I designed these systems many years ago so that they could be used either independently or in union with the Sack-drag system in Blog-1. As usual, all the equipment required is "alpine standard", though its use as depicted may be considered by some to be unorthodox.
As I have explained in many previous blogs, much of my overall soloing rope technique is based on "rope loop" systems. These are just simple variations on a retrievable protective system that I use on narrow, exposed ridgelines in poor conditions. Being essentially a very lazy solo climber, I try to develop very simple, multi-purpose rope work that requires as little thought and effort to execute and retrieve as possible.
This system gives a good 25 - 30 metres (depending on rope length) to effect a crevasse crossing. The self-belay and arrester devices are a personal choice - I use either a reversed shunt on a dynamic rope sling, lark's-footed to my harness, or a dynamic sling "classic Prusik" around a doubled rope.
Once the crossing has been safely made, the knot in the rope bag is undone and the rope is retrieved by a slow steady pull on the side connected to the sack. The inertia of the sack's weight easily dislodges and retrieves the entire anchor system. You then simply continue to steadily pull until the equipment arrives at your feet, and the remaining rope's end is pulled through the vacated anchor point.

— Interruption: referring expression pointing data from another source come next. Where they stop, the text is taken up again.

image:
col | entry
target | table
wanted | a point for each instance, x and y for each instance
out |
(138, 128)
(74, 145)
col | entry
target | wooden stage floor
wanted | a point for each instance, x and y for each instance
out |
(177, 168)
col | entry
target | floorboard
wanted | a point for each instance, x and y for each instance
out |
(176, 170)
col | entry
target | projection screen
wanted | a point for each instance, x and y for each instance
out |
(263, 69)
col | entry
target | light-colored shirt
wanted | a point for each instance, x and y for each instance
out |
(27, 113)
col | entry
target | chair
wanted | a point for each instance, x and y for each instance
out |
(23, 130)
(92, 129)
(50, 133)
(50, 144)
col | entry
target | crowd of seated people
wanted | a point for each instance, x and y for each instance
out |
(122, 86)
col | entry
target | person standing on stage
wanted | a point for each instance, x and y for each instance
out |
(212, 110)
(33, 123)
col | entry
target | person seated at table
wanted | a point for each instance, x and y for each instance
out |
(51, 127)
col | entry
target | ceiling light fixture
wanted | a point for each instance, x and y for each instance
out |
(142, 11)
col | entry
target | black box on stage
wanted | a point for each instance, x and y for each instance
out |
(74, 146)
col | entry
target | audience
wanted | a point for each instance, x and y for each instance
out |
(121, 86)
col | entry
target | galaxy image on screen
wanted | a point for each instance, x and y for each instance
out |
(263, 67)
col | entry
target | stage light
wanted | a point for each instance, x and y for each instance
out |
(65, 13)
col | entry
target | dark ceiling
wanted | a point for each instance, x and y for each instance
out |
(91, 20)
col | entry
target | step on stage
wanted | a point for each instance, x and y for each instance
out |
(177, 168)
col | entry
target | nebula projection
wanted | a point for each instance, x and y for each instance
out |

One of the other options of an anchor uses multiple "Abalakovs" on hard, "dry glacier" ice. Note:The first option can also work on a hard ice bollard without a hip-belt addition.

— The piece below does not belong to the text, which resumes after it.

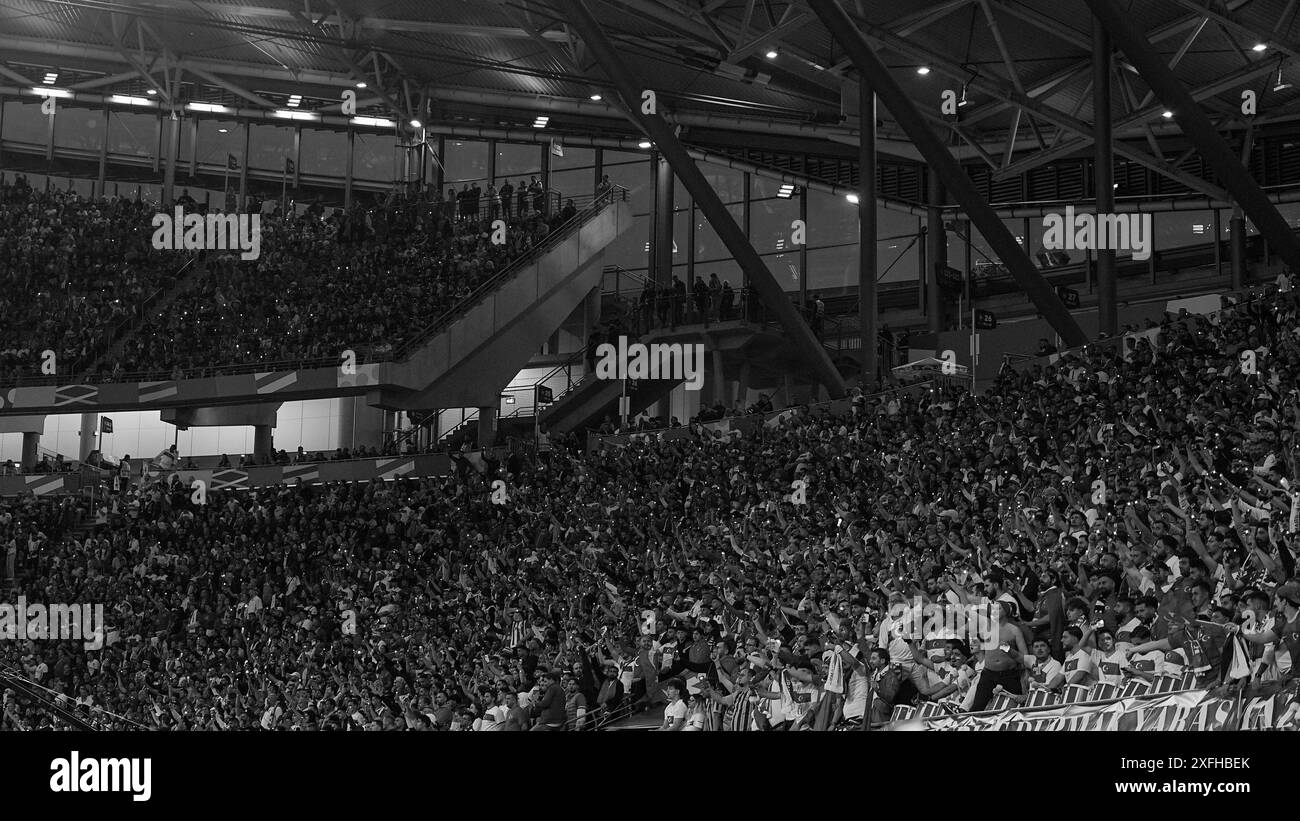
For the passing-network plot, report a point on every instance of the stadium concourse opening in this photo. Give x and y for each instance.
(931, 461)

I always liked the idea of a simple "ice core" drill on the end of an alpine axe instead of the usual spike. It's a very simple modification which would do both jobs and enable one to bore out good-diameter Abalakovs in hard dry-glacier ice. I suppose someone will think of it one day, and incorporate it into an axe-handle. Even the longest ice-screws are not really up to the task as Abalakov anchor-drills.